We did this in the early mornings and avoided the mid day heat. Summer time in July and august were too hot and humid to run them like that, so it was just a lot of fun runs, for them, with me running forest roads and trails. Fall, winter, and spring though, we were out there for hours.
They can't take it multiple days in a row, but neither can humans. I used to do two days on and 1 day off for them. The first day after a rest cycle, was an easy build day, lot's of technical mountain biking trails to slow me down. The second was at speed.

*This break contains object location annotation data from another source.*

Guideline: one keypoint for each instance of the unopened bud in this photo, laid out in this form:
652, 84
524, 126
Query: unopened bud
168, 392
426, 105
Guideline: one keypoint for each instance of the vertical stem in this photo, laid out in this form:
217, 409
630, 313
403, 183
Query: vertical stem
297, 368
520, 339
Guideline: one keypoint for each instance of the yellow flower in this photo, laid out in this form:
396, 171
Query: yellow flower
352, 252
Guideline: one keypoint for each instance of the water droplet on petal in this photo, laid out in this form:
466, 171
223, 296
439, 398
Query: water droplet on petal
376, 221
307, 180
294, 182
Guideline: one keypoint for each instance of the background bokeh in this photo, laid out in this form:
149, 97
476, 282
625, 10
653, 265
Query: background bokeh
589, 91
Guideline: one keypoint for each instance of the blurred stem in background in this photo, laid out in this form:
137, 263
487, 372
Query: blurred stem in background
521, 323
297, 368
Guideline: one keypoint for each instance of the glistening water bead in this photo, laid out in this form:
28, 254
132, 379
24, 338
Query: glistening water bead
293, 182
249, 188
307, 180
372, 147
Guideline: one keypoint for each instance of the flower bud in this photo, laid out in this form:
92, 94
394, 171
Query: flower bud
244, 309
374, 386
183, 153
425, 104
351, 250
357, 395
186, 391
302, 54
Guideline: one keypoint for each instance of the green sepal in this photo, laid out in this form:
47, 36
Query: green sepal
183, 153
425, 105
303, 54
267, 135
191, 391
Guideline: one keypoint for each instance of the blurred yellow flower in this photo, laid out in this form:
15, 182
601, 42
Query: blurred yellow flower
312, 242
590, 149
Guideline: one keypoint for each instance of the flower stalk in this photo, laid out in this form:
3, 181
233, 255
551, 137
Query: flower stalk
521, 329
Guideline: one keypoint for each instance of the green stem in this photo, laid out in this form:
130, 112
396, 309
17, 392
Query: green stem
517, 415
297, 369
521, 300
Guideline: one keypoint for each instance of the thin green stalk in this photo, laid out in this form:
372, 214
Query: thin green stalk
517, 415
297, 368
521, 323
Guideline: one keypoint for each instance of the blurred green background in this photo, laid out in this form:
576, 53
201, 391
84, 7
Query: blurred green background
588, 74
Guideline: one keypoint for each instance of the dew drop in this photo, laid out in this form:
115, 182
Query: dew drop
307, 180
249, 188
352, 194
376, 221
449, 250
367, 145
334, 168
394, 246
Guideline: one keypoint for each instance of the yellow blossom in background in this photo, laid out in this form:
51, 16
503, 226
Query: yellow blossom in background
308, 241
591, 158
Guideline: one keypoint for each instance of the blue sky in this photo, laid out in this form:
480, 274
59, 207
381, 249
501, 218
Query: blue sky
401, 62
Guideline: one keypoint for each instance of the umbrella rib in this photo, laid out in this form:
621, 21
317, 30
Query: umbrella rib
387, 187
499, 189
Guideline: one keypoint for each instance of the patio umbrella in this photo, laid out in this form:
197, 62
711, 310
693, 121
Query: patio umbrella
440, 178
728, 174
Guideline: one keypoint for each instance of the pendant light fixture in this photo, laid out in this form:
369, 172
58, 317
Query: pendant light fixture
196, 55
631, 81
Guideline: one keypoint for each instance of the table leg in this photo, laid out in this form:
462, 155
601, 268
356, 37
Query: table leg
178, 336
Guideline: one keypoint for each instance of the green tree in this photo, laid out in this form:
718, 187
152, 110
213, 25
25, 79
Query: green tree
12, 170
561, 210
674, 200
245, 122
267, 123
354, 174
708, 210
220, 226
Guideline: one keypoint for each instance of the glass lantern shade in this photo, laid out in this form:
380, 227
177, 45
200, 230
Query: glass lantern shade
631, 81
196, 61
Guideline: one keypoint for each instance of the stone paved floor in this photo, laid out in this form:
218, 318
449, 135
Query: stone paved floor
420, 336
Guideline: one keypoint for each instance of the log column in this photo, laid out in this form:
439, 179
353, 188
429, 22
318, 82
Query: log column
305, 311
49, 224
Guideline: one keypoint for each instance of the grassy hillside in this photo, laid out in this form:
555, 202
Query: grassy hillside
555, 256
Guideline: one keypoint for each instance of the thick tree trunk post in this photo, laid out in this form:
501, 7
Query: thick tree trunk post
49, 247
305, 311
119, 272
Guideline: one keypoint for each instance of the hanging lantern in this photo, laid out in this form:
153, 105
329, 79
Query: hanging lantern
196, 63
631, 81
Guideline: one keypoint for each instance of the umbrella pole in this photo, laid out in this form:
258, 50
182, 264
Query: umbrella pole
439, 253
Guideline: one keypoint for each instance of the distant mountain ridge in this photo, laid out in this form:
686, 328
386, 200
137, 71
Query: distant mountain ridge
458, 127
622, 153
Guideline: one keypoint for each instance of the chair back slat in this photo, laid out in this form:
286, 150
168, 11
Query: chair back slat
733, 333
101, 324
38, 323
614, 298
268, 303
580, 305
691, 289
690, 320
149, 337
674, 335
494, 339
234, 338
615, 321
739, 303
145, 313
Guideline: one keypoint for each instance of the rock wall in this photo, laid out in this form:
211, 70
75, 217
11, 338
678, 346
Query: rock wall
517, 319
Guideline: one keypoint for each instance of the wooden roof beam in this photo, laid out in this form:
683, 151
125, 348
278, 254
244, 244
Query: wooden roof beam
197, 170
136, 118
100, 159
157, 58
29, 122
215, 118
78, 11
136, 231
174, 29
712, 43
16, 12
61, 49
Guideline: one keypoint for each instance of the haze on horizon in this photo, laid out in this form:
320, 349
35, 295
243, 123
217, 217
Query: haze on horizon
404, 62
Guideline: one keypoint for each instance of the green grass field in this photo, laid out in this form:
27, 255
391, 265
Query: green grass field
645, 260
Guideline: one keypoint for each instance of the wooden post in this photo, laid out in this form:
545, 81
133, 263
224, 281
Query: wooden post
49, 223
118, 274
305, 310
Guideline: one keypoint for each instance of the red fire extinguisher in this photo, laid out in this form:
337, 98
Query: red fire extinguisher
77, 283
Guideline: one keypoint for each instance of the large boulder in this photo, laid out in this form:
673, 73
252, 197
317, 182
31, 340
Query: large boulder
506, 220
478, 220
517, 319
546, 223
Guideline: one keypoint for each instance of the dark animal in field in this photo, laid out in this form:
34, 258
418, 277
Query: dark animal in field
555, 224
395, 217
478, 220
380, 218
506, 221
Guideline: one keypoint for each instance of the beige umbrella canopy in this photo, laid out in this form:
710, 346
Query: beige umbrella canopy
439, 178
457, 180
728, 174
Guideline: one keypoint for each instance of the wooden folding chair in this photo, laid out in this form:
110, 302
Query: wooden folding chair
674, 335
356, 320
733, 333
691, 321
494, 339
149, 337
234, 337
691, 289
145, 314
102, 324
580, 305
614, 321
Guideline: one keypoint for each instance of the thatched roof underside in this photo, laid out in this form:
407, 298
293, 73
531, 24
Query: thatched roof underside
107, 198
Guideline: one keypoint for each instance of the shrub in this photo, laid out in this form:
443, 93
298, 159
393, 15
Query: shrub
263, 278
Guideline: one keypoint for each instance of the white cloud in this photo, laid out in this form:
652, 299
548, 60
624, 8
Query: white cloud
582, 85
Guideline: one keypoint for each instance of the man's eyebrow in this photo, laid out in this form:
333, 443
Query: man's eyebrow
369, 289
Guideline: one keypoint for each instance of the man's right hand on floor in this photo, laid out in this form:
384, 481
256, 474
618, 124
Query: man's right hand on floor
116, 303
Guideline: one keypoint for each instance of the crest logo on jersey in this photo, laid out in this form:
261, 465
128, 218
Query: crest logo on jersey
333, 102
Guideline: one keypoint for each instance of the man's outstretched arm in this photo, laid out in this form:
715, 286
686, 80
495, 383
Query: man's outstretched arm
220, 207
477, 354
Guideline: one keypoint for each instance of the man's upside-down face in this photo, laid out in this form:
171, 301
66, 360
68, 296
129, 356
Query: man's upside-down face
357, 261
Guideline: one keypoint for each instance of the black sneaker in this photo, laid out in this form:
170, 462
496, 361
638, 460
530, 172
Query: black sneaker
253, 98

I think that a trained and conditioned V could easily run with a human for 3-4 hours or more, as long as they had access to water. The fastest marathoners in the world are doing 4:35- 4:40 miles and that is an easy lope for a vizsla.


----------



## beardadx2 (Jul 6, 2017)

gunnr, thank you for the information. You sound like a much better athlete than I. I feel confident that my new boy will be able to keep up with me. Were you RR dogs cool and calm around the house, or were they always go go go? as for top running trial dogs, i have no desire for one. I want one that is fun to hunt with and that will run with me, but i guess i could run it on the 4 wheeler if i had to. 

Ken, as far as running goes, i have seen multiple dogs finish 50k races, including a toy Icelandic sheepdog which was a little embarrassing because it beat me. how fast is really a loaded question in ultrarunning, but i average between 8 and 15 miles per hour depending on terrain and heat. i average middle of the pack if that gives an idea of speed. 

I run all my endurance races on trails, but there a few that are run on roads but that is no fun. getting out in the middle of nature is what it is all about. i do however train 50% on roads but the longest i will road run is 10 miles. 

water and food. training runs are self supported so you have to know where the water stops are or know where your trail crosses a road and go put water there before the run. I have a nathan hydration pack (think camelbak) and i care water, food, salt, what ever i need, i also carry food for dog, but i have found that you really need way less food than you think, but i always carry too much water. my dog drinks out of my water bottle but he also had a nack for finding little puddles and laying down in them for a second to cool off. For races there are aid stations every 3-10 miles so you dont have to care with you if you can make it to the next station. 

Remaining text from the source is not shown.